An engineer by trade and a seasoned practitioner in non-profit development work, Ben Tshin had long considered what it would mean to be a missionary. He and his wife Julia, a doctor, had visited several countries with the express intention of discerning where God could send them. There was no “burning bush” except the recommendation to “take some seminary studies.”
As they were living in Toronto, Wycliffe College seemed a viable choice. “Is this a faithful biblical place to go?” Ben asked some Wycliffe alumni. Their answers led to both enrolling. Ben started with the MTSD program, Julie the MTS. Their first class was New Testament 1. “We’d come for communion, and dinner, and stay for the class!” he remembers. As mature students who lived close to the college and were closer in age to some of their professors than to their fellow students, Ben and Julia found it easy to continue growing and learning in their faith—through course work, over dinners and lunches, through conversations.
Studying part time, this cumulative experience of mentorship shaped Ben’s concurrent journeys into Anglicanism and into ordained ministry. He and Julia had just begun going to an Anglican church, and his MTSD courses, while excellent, had not fully stretched his skill set. ‘I was already a practitioner through my work in international development,” he says, “and I wanted to learn more.”

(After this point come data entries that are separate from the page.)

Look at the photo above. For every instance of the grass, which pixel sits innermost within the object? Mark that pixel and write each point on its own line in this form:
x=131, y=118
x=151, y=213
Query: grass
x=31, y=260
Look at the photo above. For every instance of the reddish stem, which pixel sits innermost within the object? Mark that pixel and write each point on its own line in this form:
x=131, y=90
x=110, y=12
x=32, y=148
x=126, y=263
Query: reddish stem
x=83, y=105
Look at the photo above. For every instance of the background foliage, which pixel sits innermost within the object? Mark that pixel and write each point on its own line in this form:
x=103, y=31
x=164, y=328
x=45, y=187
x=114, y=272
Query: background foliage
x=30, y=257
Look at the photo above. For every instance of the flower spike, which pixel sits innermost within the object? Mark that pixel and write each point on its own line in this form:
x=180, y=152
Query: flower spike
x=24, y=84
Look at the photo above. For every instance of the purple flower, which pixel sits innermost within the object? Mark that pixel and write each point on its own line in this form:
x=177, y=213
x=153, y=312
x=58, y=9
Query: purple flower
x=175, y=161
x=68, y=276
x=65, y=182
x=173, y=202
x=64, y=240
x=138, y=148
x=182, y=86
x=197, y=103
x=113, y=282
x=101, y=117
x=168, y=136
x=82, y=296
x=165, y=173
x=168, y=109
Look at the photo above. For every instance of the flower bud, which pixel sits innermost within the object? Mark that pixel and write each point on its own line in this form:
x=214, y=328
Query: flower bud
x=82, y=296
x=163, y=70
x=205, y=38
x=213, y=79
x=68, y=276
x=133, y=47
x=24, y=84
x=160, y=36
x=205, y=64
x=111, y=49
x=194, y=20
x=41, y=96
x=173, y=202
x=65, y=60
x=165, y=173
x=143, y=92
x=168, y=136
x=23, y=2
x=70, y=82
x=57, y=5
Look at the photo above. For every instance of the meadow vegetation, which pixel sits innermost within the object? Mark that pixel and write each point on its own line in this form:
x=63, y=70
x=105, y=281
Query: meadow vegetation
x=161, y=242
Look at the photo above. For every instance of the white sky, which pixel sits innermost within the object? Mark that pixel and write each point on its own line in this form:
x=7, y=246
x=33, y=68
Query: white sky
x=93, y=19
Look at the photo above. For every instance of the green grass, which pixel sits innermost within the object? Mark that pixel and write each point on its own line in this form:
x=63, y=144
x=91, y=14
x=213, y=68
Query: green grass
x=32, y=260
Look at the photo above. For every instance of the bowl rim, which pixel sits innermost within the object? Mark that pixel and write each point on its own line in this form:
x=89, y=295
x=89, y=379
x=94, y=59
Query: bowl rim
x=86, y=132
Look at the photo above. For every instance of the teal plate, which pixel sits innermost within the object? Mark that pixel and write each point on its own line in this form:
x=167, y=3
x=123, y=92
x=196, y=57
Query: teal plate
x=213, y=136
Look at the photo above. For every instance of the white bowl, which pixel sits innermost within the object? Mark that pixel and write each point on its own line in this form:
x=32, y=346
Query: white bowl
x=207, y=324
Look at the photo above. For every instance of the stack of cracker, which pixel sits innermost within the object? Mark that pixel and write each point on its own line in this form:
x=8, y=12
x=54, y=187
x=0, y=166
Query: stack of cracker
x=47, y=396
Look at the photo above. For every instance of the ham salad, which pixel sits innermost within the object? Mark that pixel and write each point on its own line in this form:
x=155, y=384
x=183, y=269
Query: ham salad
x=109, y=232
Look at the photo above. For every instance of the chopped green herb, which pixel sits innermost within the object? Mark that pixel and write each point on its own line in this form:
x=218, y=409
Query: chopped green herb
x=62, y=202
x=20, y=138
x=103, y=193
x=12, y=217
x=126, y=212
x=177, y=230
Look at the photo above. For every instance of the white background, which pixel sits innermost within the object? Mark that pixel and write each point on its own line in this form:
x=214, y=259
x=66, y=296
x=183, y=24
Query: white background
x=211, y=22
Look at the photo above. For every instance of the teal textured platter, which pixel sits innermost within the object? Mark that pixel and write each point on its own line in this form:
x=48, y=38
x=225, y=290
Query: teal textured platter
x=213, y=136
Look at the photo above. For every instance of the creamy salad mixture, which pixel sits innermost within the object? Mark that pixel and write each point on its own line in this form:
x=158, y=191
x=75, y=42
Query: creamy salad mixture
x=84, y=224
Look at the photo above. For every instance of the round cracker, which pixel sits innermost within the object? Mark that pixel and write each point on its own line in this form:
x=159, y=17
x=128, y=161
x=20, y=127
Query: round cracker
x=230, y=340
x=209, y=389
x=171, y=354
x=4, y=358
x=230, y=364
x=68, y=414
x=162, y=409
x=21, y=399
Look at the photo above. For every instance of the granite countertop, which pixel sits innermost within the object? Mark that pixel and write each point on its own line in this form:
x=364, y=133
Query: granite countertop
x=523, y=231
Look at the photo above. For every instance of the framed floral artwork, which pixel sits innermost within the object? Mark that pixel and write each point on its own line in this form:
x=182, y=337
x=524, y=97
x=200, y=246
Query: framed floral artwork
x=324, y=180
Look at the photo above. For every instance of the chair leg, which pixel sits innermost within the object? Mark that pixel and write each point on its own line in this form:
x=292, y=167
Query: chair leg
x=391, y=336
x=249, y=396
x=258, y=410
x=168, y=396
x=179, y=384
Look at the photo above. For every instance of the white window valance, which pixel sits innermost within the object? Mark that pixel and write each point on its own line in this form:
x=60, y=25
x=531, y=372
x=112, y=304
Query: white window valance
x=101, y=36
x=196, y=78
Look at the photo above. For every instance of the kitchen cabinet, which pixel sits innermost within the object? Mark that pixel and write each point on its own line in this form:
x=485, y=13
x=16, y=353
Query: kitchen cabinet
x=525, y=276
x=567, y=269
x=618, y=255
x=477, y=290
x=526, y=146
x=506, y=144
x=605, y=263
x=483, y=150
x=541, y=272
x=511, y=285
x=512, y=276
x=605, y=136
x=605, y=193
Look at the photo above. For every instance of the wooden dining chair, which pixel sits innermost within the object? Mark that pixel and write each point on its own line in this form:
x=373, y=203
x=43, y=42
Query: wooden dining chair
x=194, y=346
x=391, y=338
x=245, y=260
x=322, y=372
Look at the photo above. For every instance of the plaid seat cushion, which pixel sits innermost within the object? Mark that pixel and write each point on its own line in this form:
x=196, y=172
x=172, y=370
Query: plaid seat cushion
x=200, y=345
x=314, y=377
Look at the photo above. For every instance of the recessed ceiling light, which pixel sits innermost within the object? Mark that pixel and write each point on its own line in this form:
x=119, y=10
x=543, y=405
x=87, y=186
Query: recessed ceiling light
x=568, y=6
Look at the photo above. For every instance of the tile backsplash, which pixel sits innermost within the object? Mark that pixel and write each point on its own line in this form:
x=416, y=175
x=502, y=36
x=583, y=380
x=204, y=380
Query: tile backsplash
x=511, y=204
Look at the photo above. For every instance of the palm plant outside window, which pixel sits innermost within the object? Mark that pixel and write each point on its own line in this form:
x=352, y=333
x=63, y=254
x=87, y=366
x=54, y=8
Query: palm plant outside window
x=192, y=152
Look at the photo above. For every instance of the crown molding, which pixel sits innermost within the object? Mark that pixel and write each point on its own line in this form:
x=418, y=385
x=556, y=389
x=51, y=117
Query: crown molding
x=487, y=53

“Would you consider ordained ministry?” his advisors and professors asked. With those prompts held close, Ben switched into the MDiv program. Having classmates who became ordained ministers, and professors who both taught at Wycliffe and ministered as ordained priests, Tshin could look ahead two years and “see what being an ordained Anglican priest would look like.”
Learning about the emphasis in the Anglican priesthood of word and sacrament, Ben was worried about preaching – he had never preached. He had his first experiences preaching through MDiv internships, and at Wycliffe: ‘It was in my preaching class at Wycliffe that I explored and found my voice,” he remembers. “That was my first Aha moment as I considered ordination. I could preach! It had been an undiscovered skill, and yet it was strong, and it wasn’t the area of weakness I had thought it would be. I now knew I could move forward.”
Ordained in 2022, Ben is associate priest at St Paul’s Bloor Street (SPBS) in downtown Toronto, three subway stops away from Wycliffe College. Part of his ministry sees him coordinating five different weekly worship services. “It’s amazing to serve in this way for a priest who’s only been ordained for four years,” he says. “This works with my skills learned as an engineer and in international development, and I have the gift of administration too. All are being used to their fullest.”
Ben is the first to admit that Wycliffe played a seminal role in his discernment. “Wycliffe ‘turns on the light’ to show you all the different doors down the ministry hallway and says: ‘Poke your head in and go into each room. Explore if that calling is for you.’ Wycliffe welcomes all denominations and is open to a variety of traditions,” he says. “They make it safe to explore your giftedness, and to see where God wants to take you next.”